El Movimiento Talibán de Pakistán, apoyado en sólidos vínculos tribales, perdió a su carismático líder Baitullah Mehsud el pasado agosto y está siendo duramente reprimido en su feudo de Waziristán del Sur por una fuerte ofensiva militar que iniciada el 17 de octubre. El 24 de octubre se tomaba Kotkai, el primer enclave talibán en la provincia que caía en manos del Ejército: era simbólicamente importante por ser la ciudad natal de Hakimullah Mehsud –sucesor de Baitullah al frente del Movimiento– y de su lugarteniente Qari Hussain, conocido como "el mentor de los suicidas". En la ofensiva, el ejército, con 30.000 efectivos, sigue logrando conquistas: el 2 de noviembre tomaba Kaniguram. Pero está por ver la eficacia real de esta operación teniendo además en cuenta que aunque la provincia es el feudo de los talibán pakistaníes, éstos están ya plenamente repartidos por todo el país y en particular por las ciudades, a juzgar por los atentados que se vienen produciendo.

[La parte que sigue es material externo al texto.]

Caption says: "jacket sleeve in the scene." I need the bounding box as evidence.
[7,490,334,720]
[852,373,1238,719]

Los ataques suicidas constituyen una terrible realidad en Pakistán desde años atrás. El último de ellos se producía el 2 de noviembre en una céntrica calle de la ciudad que es sede del Mando Supremo de las Fuerzas Armadas, Rawalpindi: 35 personas muertas y 60 heridas. La ofensiva terrorista actual es de tal envergadura que ha llevado a que las autoridades ofrezcan recompensas de hasta cinco millones de dólares a quienes den información que permita capturar a una docena de líderes talibán, con Hakimullah Mehsud a la cabeza. Junto a esta medida las autoridades proceden con cada vez más ahínco a detener a ciudadanos afganos –muchos de ellos refugiados en Pakistán aunque ya queda lejos la época en la que había hasta cuatro millones en su suelo– y el 21 de octubre se informaba que de los 673 detenidos en operaciones antiterroristas, 600 eran afganos.

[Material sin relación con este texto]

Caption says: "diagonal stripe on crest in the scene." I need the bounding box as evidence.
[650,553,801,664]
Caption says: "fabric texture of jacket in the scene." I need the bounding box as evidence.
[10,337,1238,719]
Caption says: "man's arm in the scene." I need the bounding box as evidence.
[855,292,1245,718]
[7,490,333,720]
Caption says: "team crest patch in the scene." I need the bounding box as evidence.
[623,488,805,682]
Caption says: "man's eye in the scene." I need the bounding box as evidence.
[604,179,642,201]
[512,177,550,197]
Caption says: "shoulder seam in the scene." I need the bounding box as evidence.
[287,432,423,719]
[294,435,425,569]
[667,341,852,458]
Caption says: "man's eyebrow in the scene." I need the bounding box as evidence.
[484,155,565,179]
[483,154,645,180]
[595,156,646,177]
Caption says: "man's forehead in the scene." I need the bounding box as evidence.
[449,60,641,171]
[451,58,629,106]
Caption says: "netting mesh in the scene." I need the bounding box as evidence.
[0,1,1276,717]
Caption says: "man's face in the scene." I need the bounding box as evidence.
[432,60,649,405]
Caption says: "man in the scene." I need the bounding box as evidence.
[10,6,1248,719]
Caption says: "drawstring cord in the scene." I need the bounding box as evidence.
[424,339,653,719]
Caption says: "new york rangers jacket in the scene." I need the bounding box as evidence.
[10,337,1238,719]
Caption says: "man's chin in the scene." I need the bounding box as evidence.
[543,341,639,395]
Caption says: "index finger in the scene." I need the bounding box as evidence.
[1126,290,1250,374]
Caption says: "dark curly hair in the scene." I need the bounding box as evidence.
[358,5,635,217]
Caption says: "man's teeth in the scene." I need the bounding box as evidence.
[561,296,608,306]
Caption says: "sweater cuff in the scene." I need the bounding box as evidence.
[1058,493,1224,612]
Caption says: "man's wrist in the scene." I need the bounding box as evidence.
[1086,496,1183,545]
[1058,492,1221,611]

Finalmente, los susodichos ataques, junto con la ofensiva militar en las FATA –Áreas Tribales Administradas Federalmente, entre las que se incluye Waziristán del Sur–, han llevado a la ONU a ordenar a todo el personal extranjero a evacuar la zona. Esto implica que cada vez van a quedar menos testigos foráneos de lo que vaya a ocurrir en estas regiones –también la del Noroeste– en las próximas semanas. La ONU lleva sufriendo continuados ataques, al igual que le sucede en Somalia, país también azotado por el yihadismo salafista y donde cada vez quedan menos testigos extranjeros que adviertan al mundo de la ofensiva armada islamista. Como en el país africano uno de los objetivos fáciles para los terroristas ha venido siendo el utilísimo e imprescindible Programa Mundial de Alimentos (PMA), que en el caso pakistaní era atacado por última vez el 5 de octubre, cuando un suicida mataba a cinco de sus empleados en Islamabad. Como puede verse, el terrorismo afecta a todos: pakistaníes de a pie, policías, funcionarios, organismos internacionales. Ahora es en Pakistán donde toca vencerle.